The OCC has spent recent weeks going through thousands of comments it received on the proposal, most of them from gun enthusiasts applauding the plan. The high public interest is likely attributable to Brooks himself. He has publicized his effort through speeches, interviews and op-ed articles. Bank lobbyists on the other side of the debate have been watching with a mixture of horror and fascination, emailing around some of Brooks’s greatest hits.
There was his article in Game & Fish magazine — likely a first for an OCC chief — that argued banks are harming hunters by “suffocating” gun manufacturers’ capital needs. “We can’t rely on all bank executives to be as strong and courageous as American sportsmen,” Brooks wrote.
For their part, bankers bristle at the prospect of government overseers telling them who they must lend to. They also argue that enacting such contentious policies so quickly sets a dangerous precedent, overturning long-time bank rules with little chance for interested parties to weigh in.
Brooks set a 45-day period for public comments, which the industry said was way too short — leaving less than two weeks for the OCC to review arguments from lenders and Democratic lawmakers who oppose the rule.
“It’s the wrong place to have this debate at an independent agency,” said John Court, the general counsel of the Bank Policy Institute, a trade association of large and mid-sized lenders whose members include JPMorgan, Citigroup, Bank of America and Wells Fargo. “It should be done by Congress.”

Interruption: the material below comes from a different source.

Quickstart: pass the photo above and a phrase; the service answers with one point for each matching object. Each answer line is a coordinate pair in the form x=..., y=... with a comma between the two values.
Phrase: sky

Among bankers, perhaps the most popular Brooks appearance was a question-and-answer video he did at a prominent Washington attorney’s home. While there was much discussion about the OCC’s work, Brooks and the lawyer, Thomas Vartanian, hopped up on a stage at the end of the meeting and jammed out a Billy Joel tune. The acting comptroller plays keyboards and takes the lead vocal. Lobbyists have flooded each others’ inboxes with emails mocking the performance, evidence of how acrimonious the relationship between Brooks and the financial industry has become.
The other OCC policy that troubles large lenders has been his push to award bank charters to financial technology firms. Brooks encouraged the companies to apply, earning him praise as the “first fintech comptroller” from corners of the tech world. In July, Varo Bank became the first fintech company to be granted a full-service charter, followed by Social Finance Inc. in October. Just this week, Anchor Digital Bank became the first cryptocurrency firm to receive a charter.

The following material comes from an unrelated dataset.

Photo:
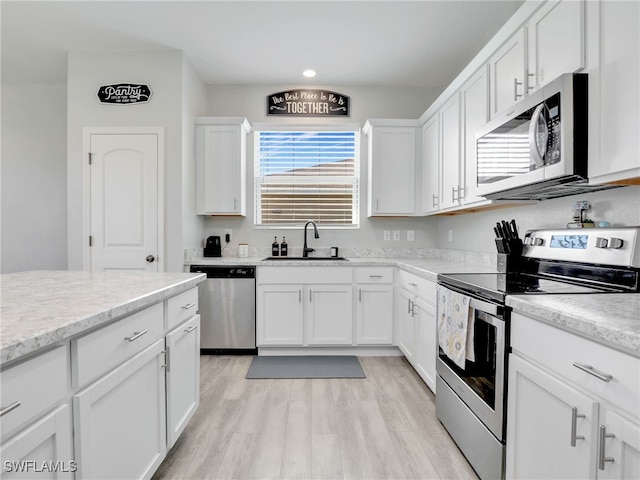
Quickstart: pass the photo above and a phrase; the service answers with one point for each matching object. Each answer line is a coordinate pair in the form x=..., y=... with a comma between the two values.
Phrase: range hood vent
x=545, y=190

The OCC is likely to be sued over the fair access rule, bank lawyers said. In addition, with Democrats soon to be in control of both the White House and Congress, there’s a good chance it could be overturned. One avenue to thwart the regulation would be to use the Congressional Review Act, which allows lawmakers to scrap recently enacted policies with a majority vote.
Biden’s comptroller could also seek to roll back or slow down Brooks’s actions. While the president-elect has yet to announce a replacement, people familiar with the matter say that former Treasury Department official Michael Barr and University of California at Irvine law professor Mehrsa Baradaran are the two finalists for the post.
Senator Sherrod Brown, the Ohio Democrat who will run the Banking Committee, welcomed word that Brooks is leaving.
“He was starting to do damage there with a number of things he did,” Brown told reporters on Tuesday. “I’m thrilled that those days are going to be behind us.”